The EC Directive should have been brought into force by September 1992. Implementation was delayed because the European Commission had difficulties in securing agreement on the form of two labels advising consumers not to deposit spent batteries in dustbins and indicating their heavy metal content. The labelling scheme has now been finalised and incorporated in a Commission Directive issued early in October.2In May, the DTI consulted on the collection options for batteries (ENDS Report 220, pp 31-32 ). It says it is still considering responses to this.
The new consultation paper deals with provisions of the Directive which the DTI believes must be implemented by statutory means. It says that it intends to bring the necessary regulations into force on 1 January 1994, but adds that this timetable may have to be reviewed in the light of responses from consultees. However, any further lengthy delay is likely to be unacceptable to the Commission, which set 31 December as the deadline for introducing the new labelling requirements.
The draft regulations will implement three of the Directive's requirements. These are a ban on alkaline manganese batteries containing more than 0.025% mercury by weight, with some exceptions; the labelling system; and a provision that spent batteries must be readily removable from appliances by consumers.
As provided in the new labelling Directive, the labelling requirements will not apply to batteries marketed in Britain before 1 January 1996 if they were manufactured in, or imported into, the EC before 1 January 1994.
The DTI's proposals on enforcement of the labelling Directive's requirements arguably do not go far enough. Under the Directive, Member States are obliged to "lay down the penalties to be applied in the event of an infringement" of its provisions, and such penalties "must be effective, proportionate and deterrent in their effect."
This wording suggests that infringements should automatically attract a penalty. But the DTI has proposed that the initial response to a breach of the labelling rules should be for the Secretary of State to serve a notice requiring compliance. In the period immediately after the entry into force of the regulations, manufacturers would be given up to six months to comply. Only if the notice was not complied with would an offence be committed. The paper adds that the appropriate level of fine for such an offence has yet to be decided.

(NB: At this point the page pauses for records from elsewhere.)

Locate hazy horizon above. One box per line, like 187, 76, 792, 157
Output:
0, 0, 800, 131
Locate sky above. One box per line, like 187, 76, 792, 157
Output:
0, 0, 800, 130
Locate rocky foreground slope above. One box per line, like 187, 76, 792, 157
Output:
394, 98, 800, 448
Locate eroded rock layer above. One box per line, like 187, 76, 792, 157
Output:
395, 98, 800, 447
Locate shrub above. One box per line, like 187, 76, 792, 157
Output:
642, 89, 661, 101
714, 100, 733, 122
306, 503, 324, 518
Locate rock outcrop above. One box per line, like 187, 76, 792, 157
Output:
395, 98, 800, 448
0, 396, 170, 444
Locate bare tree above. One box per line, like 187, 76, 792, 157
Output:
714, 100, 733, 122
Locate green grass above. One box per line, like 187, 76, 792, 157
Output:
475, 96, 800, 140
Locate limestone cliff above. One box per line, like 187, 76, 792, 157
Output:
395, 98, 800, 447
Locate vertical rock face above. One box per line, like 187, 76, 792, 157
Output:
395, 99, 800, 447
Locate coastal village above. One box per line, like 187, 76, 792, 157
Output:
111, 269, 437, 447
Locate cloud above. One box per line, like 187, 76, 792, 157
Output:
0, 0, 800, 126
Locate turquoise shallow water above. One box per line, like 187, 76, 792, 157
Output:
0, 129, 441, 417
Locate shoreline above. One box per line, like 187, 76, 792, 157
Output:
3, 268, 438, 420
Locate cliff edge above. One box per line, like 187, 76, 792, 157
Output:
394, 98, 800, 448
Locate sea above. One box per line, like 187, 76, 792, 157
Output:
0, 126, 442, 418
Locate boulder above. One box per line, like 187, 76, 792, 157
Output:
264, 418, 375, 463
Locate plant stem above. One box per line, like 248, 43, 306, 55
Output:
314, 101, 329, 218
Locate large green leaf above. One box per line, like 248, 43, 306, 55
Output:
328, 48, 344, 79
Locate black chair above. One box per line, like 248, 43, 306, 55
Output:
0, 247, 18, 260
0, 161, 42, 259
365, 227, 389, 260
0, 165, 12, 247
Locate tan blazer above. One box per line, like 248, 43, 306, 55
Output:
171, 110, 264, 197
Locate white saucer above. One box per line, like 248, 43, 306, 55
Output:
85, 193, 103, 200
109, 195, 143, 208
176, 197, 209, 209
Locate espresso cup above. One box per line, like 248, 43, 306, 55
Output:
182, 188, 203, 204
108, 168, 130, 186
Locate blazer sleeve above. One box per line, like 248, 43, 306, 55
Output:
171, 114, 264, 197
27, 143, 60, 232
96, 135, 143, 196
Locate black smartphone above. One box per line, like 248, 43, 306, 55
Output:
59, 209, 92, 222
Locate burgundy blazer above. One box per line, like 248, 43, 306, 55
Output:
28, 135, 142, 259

A similar approach will be taken to enforcing the statutory requirement for appliances to be designed so that spent batteries are readily removable. In this case manufacturers would have up to 12 months to comply with a notice in the early phase of implementation.
The consultation paper does not deal with how spent batteries will be collected separately and recycled or disposed of separately. According to the DTI, the Directive's provisions in these areas are "less specific" and will be implemented by non-statutory means.
Exactly why the DTI has interpreted the Directive in this way is not clear. For example, it regards as "less specific" a clause which says that "Member States shall take appropriate steps to ensure that spent batteries and accumulators are collected separately with a view to their recovery or disposal." Yet almost exactly the same wording is used in clauses which are to be implemented by statutory means. Thus the Directive says that Member States "shall ensure" marking of batteries, and that they "shall take measures to ensure" that batteries are not incorporated into appliances from which they cannot be readily removed.
The European Commission has received backing from the European Court of Justice in arguing that Member States must give statutory effect to obligations laid down in Directives. It will be interesting to see whether it is satisfied with the "non-statutory" scheme which the DTI has in mind.